Lucene is an open-source Java full-text search library. It makes it easy to add search functionality to an application or website. After some studying about the best way to handle the work I started last week I found that this is the best tool to use for going through the SNOMED CT files.
The files were made to be put straight into a database. Because we do not plan on doing that, indexing seems to be the next best thing. Basically what Lucene gave me is the ability to take the files and index them so that I could easily search for the information I needed for my reference terms and cut down the time it was taking to process the information in the SNOMED files. So for each line in the file I split it on the tab delimiters and told lucene what each column is so that I could search on the data contained in that column. So for instance in the sct2_Relationship_Full_INT_20130131 it has sourceId and destinationId I need to search on. So, I put that into a StringField:
doc.add(new StringField(“sourceId”, fileFields, Field.Store.YES));
doc.add(new StringField(“destinationId”, fileFields, Field.Store.YES));
This makes it so that I can tell it I want to find termId “1234” in the sourceId field.

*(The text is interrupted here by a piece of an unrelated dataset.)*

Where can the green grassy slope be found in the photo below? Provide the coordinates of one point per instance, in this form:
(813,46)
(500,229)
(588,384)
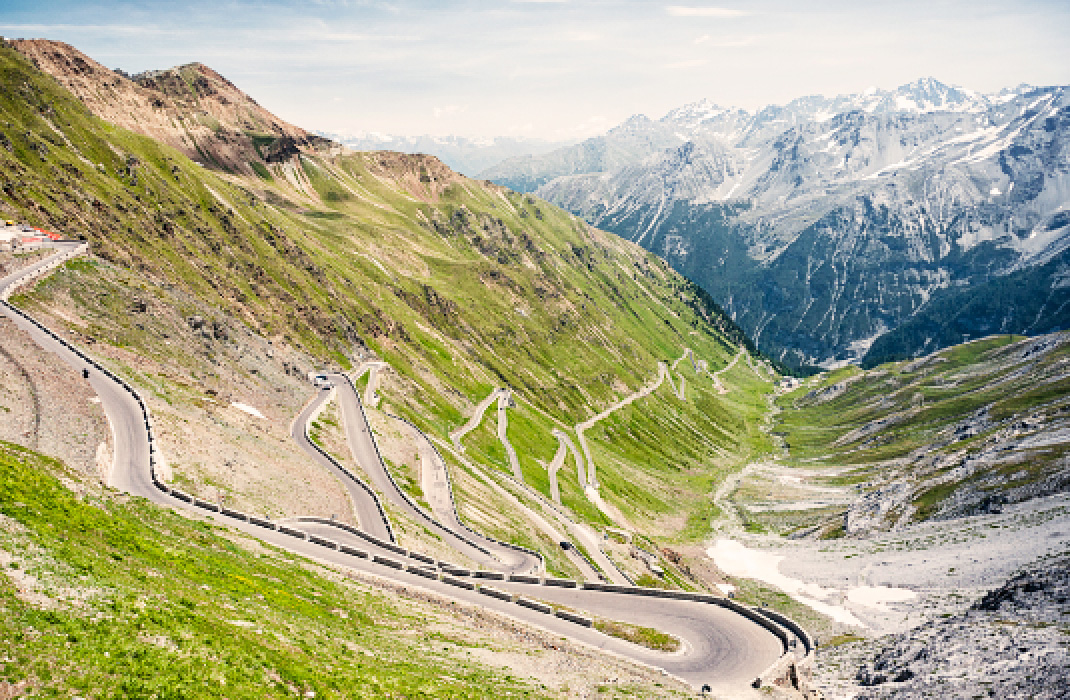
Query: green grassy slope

What the structure looks like:
Index –> Document1, Document2, etc… –>Field1, Field2, etc…
Lucene was not hard to learn to use. But it is only an API all of the hard part of indexing is done but it is up to the user to figure out how to parse the file data into Lucene and how you want to get the data out which has to do with how you put the data into the Documents.
Lucene managed to cut the search processing time and made it more than 10 times faster.